Summary — SB 2170 (Army Forces Reserve Component Scholarship Program)
Status
- Introduced: March 10, 2025 (per materials provided)
- Current status: Second reading — failed to pass (yeas 6, nays 41)
- Sponsors (in North Dakota text): Senators Dever, Castaneda, Paulson; Representatives J. Olson, Pyle.
- Note: the file provided also contained unrelated Illinois FOIA text and a different sponsor name (Sen. Suzy Glowiak Hilton); this summary addresses the North Dakota bill creating the reserve scholarship program.
Purpose / Intent
- Establish a state scholarship program to help members of U.S. reserve military components who are residents of North Dakota enroll in and complete postsecondary education by covering tuition costs (subject to appropriation).
Key provisions
- Creation and administration
- Creates a new chapter in Title 15 NDCC.
- Administered by the State Board of Higher Education, which approves applicants, processes applications in order received, and implements rules necessary for program operation.
- Scholarships are awarded without regard to financial need; the Board may not grant priority based on sex, race, or religion.
Definitions
- “Active duty,” “institution of higher education,” and “eligibility units” are defined.

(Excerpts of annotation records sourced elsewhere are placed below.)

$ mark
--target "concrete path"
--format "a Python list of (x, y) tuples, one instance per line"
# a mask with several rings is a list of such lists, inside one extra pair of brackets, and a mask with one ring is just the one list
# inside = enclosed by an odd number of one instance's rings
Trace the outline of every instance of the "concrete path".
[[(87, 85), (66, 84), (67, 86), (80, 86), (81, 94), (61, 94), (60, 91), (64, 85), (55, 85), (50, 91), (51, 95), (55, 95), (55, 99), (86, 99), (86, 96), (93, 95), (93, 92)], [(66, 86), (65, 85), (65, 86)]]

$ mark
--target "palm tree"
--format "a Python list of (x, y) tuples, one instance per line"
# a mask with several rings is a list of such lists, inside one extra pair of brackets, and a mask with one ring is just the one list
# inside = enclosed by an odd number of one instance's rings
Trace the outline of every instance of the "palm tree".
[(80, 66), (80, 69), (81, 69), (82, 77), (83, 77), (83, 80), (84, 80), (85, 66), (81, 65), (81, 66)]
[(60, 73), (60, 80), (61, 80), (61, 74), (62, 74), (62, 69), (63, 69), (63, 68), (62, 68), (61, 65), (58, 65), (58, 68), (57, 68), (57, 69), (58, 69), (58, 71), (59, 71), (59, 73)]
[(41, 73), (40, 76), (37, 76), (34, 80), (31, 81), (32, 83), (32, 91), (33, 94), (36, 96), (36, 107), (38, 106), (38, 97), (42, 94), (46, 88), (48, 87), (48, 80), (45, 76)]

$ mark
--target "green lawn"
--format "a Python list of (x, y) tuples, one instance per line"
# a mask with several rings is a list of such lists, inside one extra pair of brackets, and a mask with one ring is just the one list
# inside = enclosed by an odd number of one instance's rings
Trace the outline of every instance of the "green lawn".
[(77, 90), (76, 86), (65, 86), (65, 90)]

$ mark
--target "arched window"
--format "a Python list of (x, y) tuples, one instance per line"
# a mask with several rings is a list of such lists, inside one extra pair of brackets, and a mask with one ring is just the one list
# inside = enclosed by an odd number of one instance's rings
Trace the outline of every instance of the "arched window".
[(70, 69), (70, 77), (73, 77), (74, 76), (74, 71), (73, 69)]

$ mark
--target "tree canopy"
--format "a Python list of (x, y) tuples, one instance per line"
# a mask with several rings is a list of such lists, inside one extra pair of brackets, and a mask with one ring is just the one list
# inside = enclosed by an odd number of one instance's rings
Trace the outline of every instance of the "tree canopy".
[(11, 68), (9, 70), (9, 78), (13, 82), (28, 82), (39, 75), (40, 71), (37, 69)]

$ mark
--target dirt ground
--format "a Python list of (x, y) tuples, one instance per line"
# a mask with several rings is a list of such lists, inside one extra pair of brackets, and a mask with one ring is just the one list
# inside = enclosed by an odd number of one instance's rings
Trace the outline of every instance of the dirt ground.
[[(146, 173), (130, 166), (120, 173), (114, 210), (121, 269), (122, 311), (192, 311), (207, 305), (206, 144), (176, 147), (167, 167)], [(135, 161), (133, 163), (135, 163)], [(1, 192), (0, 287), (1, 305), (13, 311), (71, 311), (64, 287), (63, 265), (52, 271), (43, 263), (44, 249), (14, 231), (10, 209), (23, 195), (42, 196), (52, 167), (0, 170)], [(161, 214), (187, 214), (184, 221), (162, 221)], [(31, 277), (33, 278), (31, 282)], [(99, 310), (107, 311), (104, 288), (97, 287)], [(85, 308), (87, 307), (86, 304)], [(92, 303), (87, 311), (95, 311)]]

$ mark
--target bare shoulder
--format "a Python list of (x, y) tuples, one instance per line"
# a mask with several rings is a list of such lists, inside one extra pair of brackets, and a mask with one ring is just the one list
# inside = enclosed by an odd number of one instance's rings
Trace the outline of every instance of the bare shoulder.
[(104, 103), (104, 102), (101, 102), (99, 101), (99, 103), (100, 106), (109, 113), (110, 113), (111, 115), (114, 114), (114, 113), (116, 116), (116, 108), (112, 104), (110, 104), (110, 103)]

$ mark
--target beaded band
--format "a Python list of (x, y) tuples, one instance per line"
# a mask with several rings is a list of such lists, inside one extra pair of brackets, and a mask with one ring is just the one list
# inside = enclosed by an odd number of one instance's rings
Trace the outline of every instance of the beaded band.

Twelve or more credit hours in a semester = 12 eligibility units; a quarter term = 8 units.
Eligible applicants
- Must be a member of a U.S. reserve component (Army, Navy, Marine Corps, Air Force, Coast Guard, or Space Force) residing in the state.
- Must be enrolled full-time at an eligible in‑state institution (state-controlled or privately controlled degree-granting programs, approved in‑state nursing programs, or specified high‑demand occupation programs).
- May not hold a baccalaureate degree and must not have already received specified state financial assistance (chapters 37‑07.1 or 37‑07.2).
- Those discharged under other than honorable conditions are ineligible.
Scholarship limits and amounts
- A recipient may receive up to 48 eligibility units (effectively up to roughly four years of full-time enrollment).
- Subject to legislative appropriation, the Board shall pay:
- 100% of tuition if the student is at an institution under the Board’s control; or
- The lesser of 100% of the institution’s tuition or the average tuition of Board‑controlled institutions if attending another institution.
Coordination with other aid and active duty protections
- Board may require applicants to apply for federal educational assistance (including DoD programs) and may require other aid to be applied before state scholarship funds.
- If called to active duty and withdrawing, the student must receive a leave of absence and no academic penalty; scholarship unit accounting or repayment rules apply depending on whether the institution permits completion.
Potential impacts
- Intended to lower financial barriers for reserve component members to complete degree programs, potentially increasing retention and educational attainment among service members.
- Fiscal impact depends on legislative appropriations: paying up to full tuition for eligible students could require significant state funding if uptake is high.
- Interacts with federal education benefits and existing state programs (chapters referenced); rulemaking will determine operational details (application intake, prioritization when funds limited, coordination with federal aid).
Next steps / implementation
- Program requires legislative appropriation to fund scholarships and rulemaking by the State Board of Higher Education to implement details.
- Because the measure failed second reading (per provided status), it would need to be reintroduced or reconsidered in subsequent legislative action to become law.